O homem de boa barba enlaçou o outro em um terno abraço, e o jovem teve seus pés banhados por lágrimas suaves. Entendeu as primícias da saudade e controlou os leões de seu coração.

Tateando então de forma suave o seu rosto, vê que não existe mais aquela barba malfeita, existe um rosto limpo e novo, rosto de quem acabou de nascer.

- Obrigado pai.

Um homem sentado à beira mar. Levanta e caminha lentamente em direção ao oceano profundo, sem ondas e sereno, sabe que nunca vai poder ter aquilo que não existe e que o passado não passa de contemplação. Ele nada lentamente e com sorriso na alma, e passa as pequenas ondas que o mar sereno produz.

Move seus braços até não existir mais onda, até onde a tranquilidade pode nos engolir. Relaxa os braços e aceita a morte.

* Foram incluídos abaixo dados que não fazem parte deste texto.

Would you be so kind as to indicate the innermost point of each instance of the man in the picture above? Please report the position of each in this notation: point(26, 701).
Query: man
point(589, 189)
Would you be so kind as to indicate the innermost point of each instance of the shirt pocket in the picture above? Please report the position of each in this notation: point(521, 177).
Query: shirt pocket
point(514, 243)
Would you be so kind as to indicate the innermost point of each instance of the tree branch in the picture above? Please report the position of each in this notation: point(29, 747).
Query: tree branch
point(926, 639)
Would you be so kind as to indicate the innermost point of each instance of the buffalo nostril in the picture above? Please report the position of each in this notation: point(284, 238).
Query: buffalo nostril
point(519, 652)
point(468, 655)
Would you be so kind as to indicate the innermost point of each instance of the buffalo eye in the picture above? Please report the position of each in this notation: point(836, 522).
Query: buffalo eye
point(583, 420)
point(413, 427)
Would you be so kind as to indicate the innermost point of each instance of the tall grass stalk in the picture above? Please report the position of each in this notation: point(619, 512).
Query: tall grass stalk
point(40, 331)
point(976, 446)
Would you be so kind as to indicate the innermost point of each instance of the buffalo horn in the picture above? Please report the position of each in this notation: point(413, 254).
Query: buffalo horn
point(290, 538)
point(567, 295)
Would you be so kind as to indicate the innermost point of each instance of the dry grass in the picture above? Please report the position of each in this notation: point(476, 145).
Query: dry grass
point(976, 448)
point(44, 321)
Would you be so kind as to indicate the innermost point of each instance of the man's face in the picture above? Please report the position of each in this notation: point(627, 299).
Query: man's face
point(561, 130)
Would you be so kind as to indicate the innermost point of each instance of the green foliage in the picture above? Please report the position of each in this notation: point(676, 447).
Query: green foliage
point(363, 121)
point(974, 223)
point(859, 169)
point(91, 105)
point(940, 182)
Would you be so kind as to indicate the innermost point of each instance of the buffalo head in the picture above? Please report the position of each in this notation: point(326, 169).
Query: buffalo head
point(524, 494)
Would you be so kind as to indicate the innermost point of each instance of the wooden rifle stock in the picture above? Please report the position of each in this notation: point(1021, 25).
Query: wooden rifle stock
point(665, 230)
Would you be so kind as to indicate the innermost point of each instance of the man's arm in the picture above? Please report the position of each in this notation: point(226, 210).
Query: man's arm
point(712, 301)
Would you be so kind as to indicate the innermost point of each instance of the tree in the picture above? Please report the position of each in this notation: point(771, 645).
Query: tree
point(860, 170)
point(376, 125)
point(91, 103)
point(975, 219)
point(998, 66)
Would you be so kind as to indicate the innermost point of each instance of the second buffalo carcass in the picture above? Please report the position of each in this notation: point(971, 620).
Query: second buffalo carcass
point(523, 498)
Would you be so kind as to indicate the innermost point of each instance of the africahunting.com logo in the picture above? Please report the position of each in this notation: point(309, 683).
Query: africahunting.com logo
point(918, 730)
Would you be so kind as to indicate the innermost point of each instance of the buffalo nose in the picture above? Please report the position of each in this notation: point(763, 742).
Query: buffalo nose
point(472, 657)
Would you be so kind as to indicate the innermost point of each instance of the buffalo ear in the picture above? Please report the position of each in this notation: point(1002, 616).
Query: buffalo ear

Existe alegria, não dor. Não existe mais o homem, o oceano já o tomou para si, mas a magnitude da compreensão é o que a vida levou para si, sentimento que só a morte pode nos trazer. Uma mensagem fica vagueando pela eternidade.

Não existe homem. Não existe saudade. Só existe a verdade. Não existe pergunta alguma. Não somos nem seremos maiores que um grão de areia.